Страха, считай, не было, хотя это и мой первый бой был. Испугался, когда кресты на самолетах увидел, а тут нет. Боязнь, что подберутся поближе да гранатами забросают имелась, так, а я сам на что, не зря же в училище лучшим по стрельбе из пулемета числился. Снайпер? Так тогда ни понять ничего, ни мама сказать не успеешь. Но это я сейчас больше задним умом рассуждаю, а тогда, как помню, во мне больше азарта было, как в деревенской драке, стенка на стенку, я их еще мальчишкой застал. Да и потом, я ведь знал, и Панкрушихин мой тоже, что скоро, ну через несколько часов подойдут наши части и тогда другая война начнется. Знать-то знал, но на душе, когда перестрелка стихала, все одно муторно было. Одни мы остались, оба-два на весь участок обороны от всей Красной армии. Обидно.
Стемнело. Тихо-тихо стало кругом, будто и не было ничего. Ни стрельбы, ни смертей. Только ракеты взлетают там-сям, да зарево впереди. На другой день опять стреляли мы с Панкрушихиным по немцам, что к нам подобраться пытались, пока патроны не вышли.
Глянул на часы, хотел время посмотреть и бойцу своему приказ на отход дать, а часов моих – хорошие были часы, в Москве покупал – нету, пулей срезало и руку оцарапало, кровь. А я и не заметил даже когда цапануло. Окрестила меня, значит, война. И тут слышу сзади:
– Товарищ лейтенант, товарищ лейтенант!
Оглянулся, боец с нашей стороны бежит. Машу ему рукой, чтоб лег, подстрелят. Подползает, докладывает:
– Товарищ старший лейтенант командуют вам отступать.
Опять мне обидно стало. Наши оказывается здесь, поблизости, а к нам на помощь подкрепления не прислали. Нельзя же так воевать. Ни по тактике, ни по совести. Ладно. Вышли к своим и пулеметы даже вытащили, а там меня похоронили уже, решили, что погиб. Стали отступать.

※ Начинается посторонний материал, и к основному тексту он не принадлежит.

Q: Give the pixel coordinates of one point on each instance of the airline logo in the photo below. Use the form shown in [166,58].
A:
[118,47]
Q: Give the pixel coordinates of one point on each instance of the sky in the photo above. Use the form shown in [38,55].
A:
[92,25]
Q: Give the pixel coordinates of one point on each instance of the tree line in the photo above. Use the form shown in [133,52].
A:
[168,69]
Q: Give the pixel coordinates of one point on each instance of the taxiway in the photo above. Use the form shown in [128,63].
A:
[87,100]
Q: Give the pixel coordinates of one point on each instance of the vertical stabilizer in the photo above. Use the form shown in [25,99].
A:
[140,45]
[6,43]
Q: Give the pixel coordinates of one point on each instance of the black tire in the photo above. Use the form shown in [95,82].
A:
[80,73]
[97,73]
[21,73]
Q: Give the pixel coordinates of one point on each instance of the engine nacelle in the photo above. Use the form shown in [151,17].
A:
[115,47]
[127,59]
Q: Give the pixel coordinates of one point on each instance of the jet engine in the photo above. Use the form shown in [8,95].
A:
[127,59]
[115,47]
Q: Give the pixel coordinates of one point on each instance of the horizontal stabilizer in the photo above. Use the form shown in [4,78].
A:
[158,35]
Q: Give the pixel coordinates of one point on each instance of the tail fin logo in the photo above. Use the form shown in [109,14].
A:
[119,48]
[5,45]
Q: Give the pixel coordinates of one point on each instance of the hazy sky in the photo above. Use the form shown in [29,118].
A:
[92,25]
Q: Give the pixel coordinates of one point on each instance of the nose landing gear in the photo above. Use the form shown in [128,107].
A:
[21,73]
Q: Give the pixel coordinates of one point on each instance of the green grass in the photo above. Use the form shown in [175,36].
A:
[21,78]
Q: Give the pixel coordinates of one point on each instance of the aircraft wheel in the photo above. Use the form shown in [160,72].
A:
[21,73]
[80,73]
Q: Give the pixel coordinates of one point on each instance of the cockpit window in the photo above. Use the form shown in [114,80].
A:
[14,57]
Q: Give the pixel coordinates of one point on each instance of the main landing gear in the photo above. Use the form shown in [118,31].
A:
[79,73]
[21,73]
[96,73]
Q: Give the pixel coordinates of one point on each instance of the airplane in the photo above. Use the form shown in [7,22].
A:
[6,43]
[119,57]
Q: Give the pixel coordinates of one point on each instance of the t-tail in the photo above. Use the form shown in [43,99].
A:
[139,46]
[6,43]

Мы к тому времени уже в окружении были, оказывается. Пока мы с Панкрушихиным из «Максимок» тыркали, немцы уже далеко на восток продвинулись. А насколько и не знал никто. Потопали и мы на восток, к своим.
Никто нас не кормил, командования тоже никакого. Соберут, бывает, в лесу, перепишут всех, распределят по ротам и взводам, а утром встаешь – уже нет никого, разошлись. Выручали нас местные жители, белорусы, русские – к востоку дальше все больше русских деревень попадалось, – а то бы с голоду перемерли все. Так и то, зайдешь в деревню, попросишь поесть, а хозяйка чуть не плачет:
– Ну, нету, родные, ничего. Впереди вас уже сколько солдатиков прошло.
Хорошо, если пшеница есть. Тогда запарят ее в чугунке в русской печи, так хоть живот набьешь. А от поляков, их там тоже много жило, одно слышали:
– Ниц нема. Нету, мол, ничего. Не больно они нас жаловали да и жили то совсем небогато, и захотели б много не дали. А были и такие, что русских, советских по-настоящему ненавидели. В одной деревне ксендз, поп польский по нам с колокольни огонь из пулемета открыл. Хорошо, с нами парень был сержант, снайпер, он его оттуда сковырнул. Я тогда подумал еще, помню: «Ничего. Если задержится тут немец, хоть ненадолго он вам порядок наведет такой, что еще слезками по нам плакать будете». А уж плакали они по нам или нет, того не знаю. Нам тогда своих слез хватало…
Пробовали, было, и оборону против немцев ставить, да только оружия, оружия-то уже почти ни у кого не было и патронов тоже. Красноармейцев соберем, окопчики выроем, а бойцы за ночь опять разбредутся, кто куда, хоть ты плачь, хоть ругайся, ничего не сделаешь. Не стрелять же в них в самом деле…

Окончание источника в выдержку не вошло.